JNS cites JINSA’s latest National Security Brief on the Unprecedented Rocket Fire from Gaza

Iran’s role in Israeli-Palestinian conflict cannot be ‘overlooked,’ say Mideast experts
By SEAN SAVAGE

Israel Defense Forces from Israel, CC BY-SA 2.0 <https://creativecommons.org/licenses/by-sa/2.0>, via Wikimedia Commons

The escalating conflict between the Israelis and Palestinians is one of the first major policy tests for the Biden administration.
Despite U.S. President Joe Biden’s hope to shift foreign policy away from the Middle East to deal with threats from China and Russia, it is now being confronted with the difficult reality of the Israeli-Palestinian conflict.

Jonathan Schanzer, senior vice president at the Foundation for Defense of Democracies, told JNS that the Biden administration is in a “decidedly awkward position” right now.

“Amid nuclear negotiations that will soon yield the Islamic Republic a massive windfall, the Biden administration is on the cusp of indirectly providing Hamas with the cash it needs to replenish its rocket supplies,” he said.

He added that “Iran is Hamas’s key patron. This is not lost on Israel. Nor is it lost on the rest of the region.”

Schanzer argued that whatever the Biden administration does next to address the situation will most likely ring hollow.

“This does not mean that the administration should completely forego its efforts to minimize the conflict,” he said. “But it should not expect to be viewed as an impartial authority under the current circumstances.”

The Biden administration has so far backed up Israel’s right to defend itself against as many as 1,300 rockets that have been fired on the Jewish state in recent days. Yet Biden has also attempted to take a different approach to the Middle East than his predecessor, Donald Trump. Biden’s administration has focused heavily on re-entering the 2015 Iran nuclear deal and deprioritizing allies in the region like Israel and the Gulf Arab states, which Trump quickly embraced and with Israeli Prime Minister Benjamin Netanyahu, worked to forge normalization deals, which it did with the United Arab Emirates, Bahrain, Sudan and Morocco in the form of the Abraham Accords.

Biden hasn’t even named an ambassador to Israel yet.

‘A blow to Israeli and other moderate allies’

In a national security brief released by the Jewish Institute for National Security of America (JINSA), the group argues that the Biden administration should continue to condemn rocket fire from the Gaza Strip and support Israel’s right to defend itself.

“The terrorists’ indiscriminate firing of rockets into Israel, including at civilian targets, is a war crime and unrelated to events in Jerusalem.
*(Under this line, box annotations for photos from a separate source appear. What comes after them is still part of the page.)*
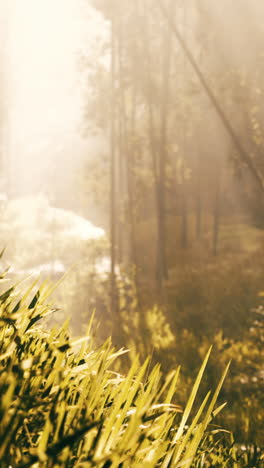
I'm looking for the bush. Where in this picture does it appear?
[0,276,235,468]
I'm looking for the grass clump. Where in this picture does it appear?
[0,276,235,468]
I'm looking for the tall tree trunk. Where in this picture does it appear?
[110,12,117,317]
[212,168,221,256]
[157,0,175,288]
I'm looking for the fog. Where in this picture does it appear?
[0,0,264,445]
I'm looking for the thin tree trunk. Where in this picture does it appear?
[212,170,221,256]
[110,14,117,317]
[157,0,175,285]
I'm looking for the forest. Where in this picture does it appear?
[0,0,264,468]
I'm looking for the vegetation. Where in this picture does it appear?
[0,274,260,468]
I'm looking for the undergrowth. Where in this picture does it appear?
[0,272,260,468]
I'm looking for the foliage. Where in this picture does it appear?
[0,272,239,468]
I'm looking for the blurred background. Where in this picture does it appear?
[0,0,264,444]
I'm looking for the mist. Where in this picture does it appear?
[0,0,264,456]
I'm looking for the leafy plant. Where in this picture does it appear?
[0,274,233,468]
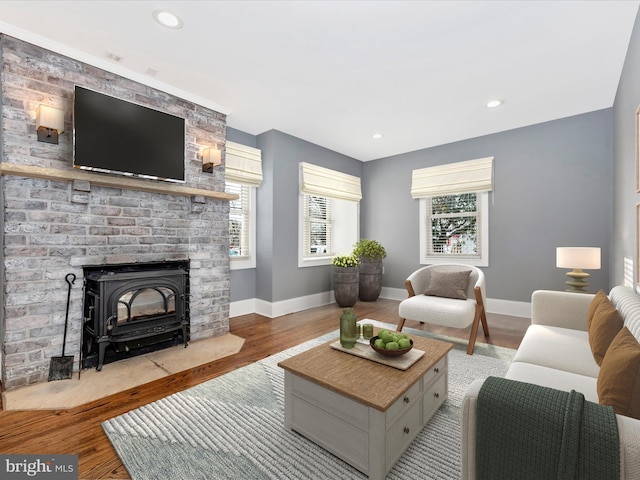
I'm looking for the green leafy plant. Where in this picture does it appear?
[331,255,360,267]
[353,238,387,260]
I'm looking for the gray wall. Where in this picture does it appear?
[611,14,640,285]
[361,109,613,302]
[227,127,261,302]
[256,130,362,302]
[228,109,613,302]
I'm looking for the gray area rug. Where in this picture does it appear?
[102,322,515,480]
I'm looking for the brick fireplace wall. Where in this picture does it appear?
[0,36,230,390]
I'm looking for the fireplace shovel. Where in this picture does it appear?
[49,273,76,381]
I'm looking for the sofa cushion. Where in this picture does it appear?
[597,327,640,419]
[588,296,623,365]
[398,295,476,328]
[424,269,471,300]
[513,325,600,379]
[587,289,609,329]
[505,361,598,403]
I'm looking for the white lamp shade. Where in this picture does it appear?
[36,105,64,133]
[208,147,222,167]
[556,247,600,270]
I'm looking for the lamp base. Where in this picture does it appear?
[565,268,590,293]
[37,127,58,145]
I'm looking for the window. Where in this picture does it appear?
[298,163,361,267]
[420,192,489,266]
[225,142,262,270]
[411,157,493,267]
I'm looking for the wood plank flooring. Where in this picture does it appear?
[0,299,529,480]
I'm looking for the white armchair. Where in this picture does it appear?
[397,263,489,355]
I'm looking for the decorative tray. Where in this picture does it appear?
[331,340,424,370]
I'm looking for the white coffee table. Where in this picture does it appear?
[278,330,453,480]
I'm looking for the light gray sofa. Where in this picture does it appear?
[461,286,640,480]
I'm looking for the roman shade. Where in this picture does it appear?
[411,157,493,198]
[225,142,262,187]
[300,162,362,202]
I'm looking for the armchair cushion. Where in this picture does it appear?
[424,269,471,300]
[597,327,640,419]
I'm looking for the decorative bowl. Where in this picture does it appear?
[369,335,413,357]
No country in the world, and certainly not the United States, would accept such an intolerable situation,” said JINSA President and CEO Michael Makovsky.
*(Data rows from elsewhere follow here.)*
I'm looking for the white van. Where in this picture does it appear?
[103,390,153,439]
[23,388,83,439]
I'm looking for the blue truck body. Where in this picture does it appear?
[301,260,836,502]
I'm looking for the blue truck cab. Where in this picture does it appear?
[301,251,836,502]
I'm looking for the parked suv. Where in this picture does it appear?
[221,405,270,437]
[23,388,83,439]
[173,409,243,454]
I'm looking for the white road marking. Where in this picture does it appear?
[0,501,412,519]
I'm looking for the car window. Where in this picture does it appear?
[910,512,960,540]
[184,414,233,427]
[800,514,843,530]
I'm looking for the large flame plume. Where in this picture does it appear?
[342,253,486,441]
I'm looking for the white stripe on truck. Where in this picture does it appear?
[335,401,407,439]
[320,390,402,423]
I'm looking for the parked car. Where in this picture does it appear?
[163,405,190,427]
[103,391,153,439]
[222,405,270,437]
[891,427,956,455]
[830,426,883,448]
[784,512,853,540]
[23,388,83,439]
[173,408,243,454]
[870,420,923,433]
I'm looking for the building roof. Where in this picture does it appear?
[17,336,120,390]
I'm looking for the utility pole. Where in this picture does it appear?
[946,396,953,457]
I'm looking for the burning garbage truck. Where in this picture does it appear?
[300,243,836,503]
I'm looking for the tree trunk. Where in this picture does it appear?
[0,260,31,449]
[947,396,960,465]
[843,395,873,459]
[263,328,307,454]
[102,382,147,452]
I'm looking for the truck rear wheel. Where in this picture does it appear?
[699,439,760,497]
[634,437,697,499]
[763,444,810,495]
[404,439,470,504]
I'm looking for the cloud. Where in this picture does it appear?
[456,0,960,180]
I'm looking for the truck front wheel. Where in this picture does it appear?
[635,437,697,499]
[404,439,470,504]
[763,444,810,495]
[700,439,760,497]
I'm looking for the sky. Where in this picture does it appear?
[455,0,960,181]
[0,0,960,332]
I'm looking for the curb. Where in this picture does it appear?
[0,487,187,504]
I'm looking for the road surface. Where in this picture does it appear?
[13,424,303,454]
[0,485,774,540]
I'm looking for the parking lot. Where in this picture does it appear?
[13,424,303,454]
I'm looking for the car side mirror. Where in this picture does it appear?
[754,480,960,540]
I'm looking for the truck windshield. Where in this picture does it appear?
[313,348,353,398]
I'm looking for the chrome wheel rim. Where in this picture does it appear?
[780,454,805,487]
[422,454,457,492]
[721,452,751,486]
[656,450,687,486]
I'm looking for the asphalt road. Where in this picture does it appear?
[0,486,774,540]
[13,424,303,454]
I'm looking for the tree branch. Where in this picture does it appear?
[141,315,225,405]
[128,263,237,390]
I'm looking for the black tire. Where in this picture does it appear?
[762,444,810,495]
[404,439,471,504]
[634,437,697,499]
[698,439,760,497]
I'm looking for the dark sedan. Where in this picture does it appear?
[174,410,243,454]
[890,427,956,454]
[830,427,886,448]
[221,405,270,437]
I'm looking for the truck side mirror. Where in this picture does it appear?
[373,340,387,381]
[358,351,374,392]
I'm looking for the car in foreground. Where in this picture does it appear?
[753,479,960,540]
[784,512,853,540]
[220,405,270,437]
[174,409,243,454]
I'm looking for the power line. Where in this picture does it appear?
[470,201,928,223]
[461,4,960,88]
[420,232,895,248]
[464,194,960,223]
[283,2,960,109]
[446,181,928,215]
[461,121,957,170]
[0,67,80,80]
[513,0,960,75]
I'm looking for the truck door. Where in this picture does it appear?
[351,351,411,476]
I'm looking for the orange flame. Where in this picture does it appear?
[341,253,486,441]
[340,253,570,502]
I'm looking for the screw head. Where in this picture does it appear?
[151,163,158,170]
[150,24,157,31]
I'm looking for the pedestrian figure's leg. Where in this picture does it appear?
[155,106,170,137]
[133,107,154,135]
“The Biden administration should acknowledge these facts and clearly state its support for Israel’s right to self-defense,” he added. “Any other U.S. position only incentivizes further terrorist violence, suggesting to Hamas that it can drive a wedge between Jerusalem and Washington, and offering a victory for radicals in the region, and a blow to our Israeli and other moderate allies, as well as the Palestinian people in Gaza, who suffer under Hamas rule.”

JINSA said the Biden administration should support de-escalation by working with the Egyptians and Qataris to bring about a ceasefire.

It also urged the Biden administration to swiftly appoint an ambassador to Israel.

“President Biden has not appointed an ambassador to Israel yet, which puts a strain on the relationship at a time when Israel needs close support from Washington to fend off international condemnation for its justified actions,” said JINSA.

‘Iran’s malign behavior needs to be addressed’

Indeed, Jason Brodsky, a senior Middle East analyst at Iran International, told JNS that while he thinks it has been important that the Biden administration has been engaging with Israeli leadership and supporting its right to defend itself, he is concerned that the lack of an ambassador to Israel is hampering efforts.

“Having a person the president trusts in that position provides an essential link on the ground in these situations,” he said.

Reports have indicated that the Biden administration is close to appointing one with former U.S. State Department official Thomas Nides or former congressman Robert Wexler as the frontrunners.

Nevertheless, Brodsky remains concerned about the role Iran is playing to enable the events over the past several days.

He pointed to Palestinian Islamic Jihad’s use of an Iranian Badr-3 missile: “Just yesterday, a video surfaced of a Palestinian Islamic Jihad spokesman thanking the Axis of Resistance, headed by Iran, for the addition of the Badr-3.”

Likewise, he said that the conflict once again highlights how Iran’s dangerous behavior in the Middle East cannot be overlooked.

“These developments, which aren’t new, are nonetheless a reminder that despite the nuclear negotiations taking place in Vienna, Iran’s non-nuclear malign behavior needs to be addressed and not put on the back-burner in order to revive the nuclear deal,” said Brodsky.

He added that it also “demonstrates why relieving terrorism sanctions on Iran’s Central Bank in exchange for a mere re-entry into an old deal is a dangerous proposition.”